All the pre-weekend hype went to the Woodstock '94 show in Saugerties, where the big-name acts gathered amid big-time corporate sponsors for a big price ($135) ticket.
Meanwhile, the cars started arriving here Thursday night in the sprawling natural amphitheater where 400,000 people turned a senior citizen's farm into a disaster area in 1969. A small city had appeared by Saturday - motor homes, fruit stands, vendors, campers, partiers.
"Saugerties - too many rules and regulations," sniffed Eric Wasser, 43, who came from Scranton, Pa., with 15 friends. "Everyone said the one in Bethel sounded better. They just never got around to buying tickets."
Wasser and Decker weren't the only Woodstock originals back this weekend. Melanie played Friday night; Arlo Guthrie swung by Saturday. Havens, Sebastian and Country Joe McDonald are expected before the festivities break up Sunday . . . or Monday . . . or maybe Tuesday.
"I wasn't going to do this as an organized thing," said Guthrie, his gray locks flowing down his back. "But once it became free, I decided to come."
The atmosphere around the site was definitely loose. Guthrie climbed out of his tour bus to direct traffic when he arrived.

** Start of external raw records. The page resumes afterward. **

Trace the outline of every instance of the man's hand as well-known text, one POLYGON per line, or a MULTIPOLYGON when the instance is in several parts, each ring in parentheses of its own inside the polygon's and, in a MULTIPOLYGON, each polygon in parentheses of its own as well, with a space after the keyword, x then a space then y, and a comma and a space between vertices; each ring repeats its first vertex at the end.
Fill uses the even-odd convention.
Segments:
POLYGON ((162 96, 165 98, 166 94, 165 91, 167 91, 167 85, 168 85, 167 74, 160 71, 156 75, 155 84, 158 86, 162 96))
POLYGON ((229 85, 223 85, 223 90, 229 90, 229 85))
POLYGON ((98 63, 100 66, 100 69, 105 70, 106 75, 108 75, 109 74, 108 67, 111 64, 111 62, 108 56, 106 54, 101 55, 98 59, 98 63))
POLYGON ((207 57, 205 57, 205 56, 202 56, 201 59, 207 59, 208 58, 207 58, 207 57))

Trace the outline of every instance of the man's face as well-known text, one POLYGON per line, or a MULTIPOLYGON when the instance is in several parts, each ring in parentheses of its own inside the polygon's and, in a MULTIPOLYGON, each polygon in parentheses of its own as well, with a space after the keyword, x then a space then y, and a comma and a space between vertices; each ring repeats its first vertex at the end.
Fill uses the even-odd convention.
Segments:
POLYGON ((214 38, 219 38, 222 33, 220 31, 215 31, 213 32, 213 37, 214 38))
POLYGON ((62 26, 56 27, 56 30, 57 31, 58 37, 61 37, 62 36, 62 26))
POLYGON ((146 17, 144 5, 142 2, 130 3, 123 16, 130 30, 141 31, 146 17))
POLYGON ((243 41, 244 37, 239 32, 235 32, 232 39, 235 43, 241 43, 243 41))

The view from the makeshift Bethel stage on Saturday - a flatbed truck with speakers - took in hundreds of multicolored tents. Tie-dye, bandanas and ponytails ruled. There were veterans of the first Woodstock and children at their first concert.
Workers scurried to complete a bigger stage - this one concocted with plywood and a half-dozen flat-beds.
Through the first two days here, only about three dozen minor injuries were reported, said Gerry Sarosy, an official at the medical tent.
One of Saturday's unknown performers was Chuck Stever, who played a set with his 16-year-old son, Travis. Stever, looking out at the crowd, said he was not surprised to see so many people coming - as Joni Mitchell put it - back to the garden.
"It's like a weird version of `Field of Dreams,' " he said. "If you cancel it, they will come."